KiroGraph tools carry two MCP protocol annotations. readOnlyHint: true is set on all graph-query tools to signal that they do not modify project files — MCP clients can use this to apply looser confirmation policies. Tools in enableEditPrimitives and enableShellExec are explicitly marked readOnlyHint: false. The alwaysLoad: true annotation on the core tool set tells compliant clients to include those tool definitions in every context window, even when tool use is otherwise disabled.

Tool Groups at a Glance

Core & Navigation

Always-on context builder, symbol search, caller/callee traversal, status, and file listing.
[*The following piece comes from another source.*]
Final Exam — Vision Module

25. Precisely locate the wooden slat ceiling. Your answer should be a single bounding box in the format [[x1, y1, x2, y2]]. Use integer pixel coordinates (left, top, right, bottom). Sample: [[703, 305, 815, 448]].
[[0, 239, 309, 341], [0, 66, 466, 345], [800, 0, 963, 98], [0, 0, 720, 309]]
Start here.

Code Health

Dead code, circular deps, hotspots, type hierarchies, snapshots, complexity analysis, branch diffs, and edit primitives.

Security

Vulnerability scanning with EPSS scores, attack surface mapping, secrets detection, SBOM/VEX export, SAST, and supply chain health.

Memory

Persistent project memory: store decisions, search observations, manage conflicts, review stale facts, and trigger Watchmen synthesis.

Git Context

Semantic diffs, commit context, PR descriptions, changelog generation, test mapping, and coverage parsing.

Architecture

Package and layer detection, coupling metrics (Ca/Ce/instability), community detection, and manifest inspection.

Data

Indexed dataset queries, aggregation, joins, Pearson correlations, quality triage, and drift detection.

Docs & Wiki

Documentation TOC, search, section retrieval, code↔doc cross-references, wiki ingestion, and synthesis.

Minimal Configuration Example

Enable the most commonly used features in .kirograph/config.json:
{
  "enableNavigation": true,
  "enableCodeHealth": true,
  "enableGitContext": true,
  "enableSecurity": true,
  "enableArchitecture": true,
  "enableMemory": false,
  "enableShellExec": true,
  "trackCallSites": true
}
enableSecurity also requires enableArchitecture: true because security reachability analysis traverses the architecture layer graph. Both flags must be set for security tools to appear in the tool list.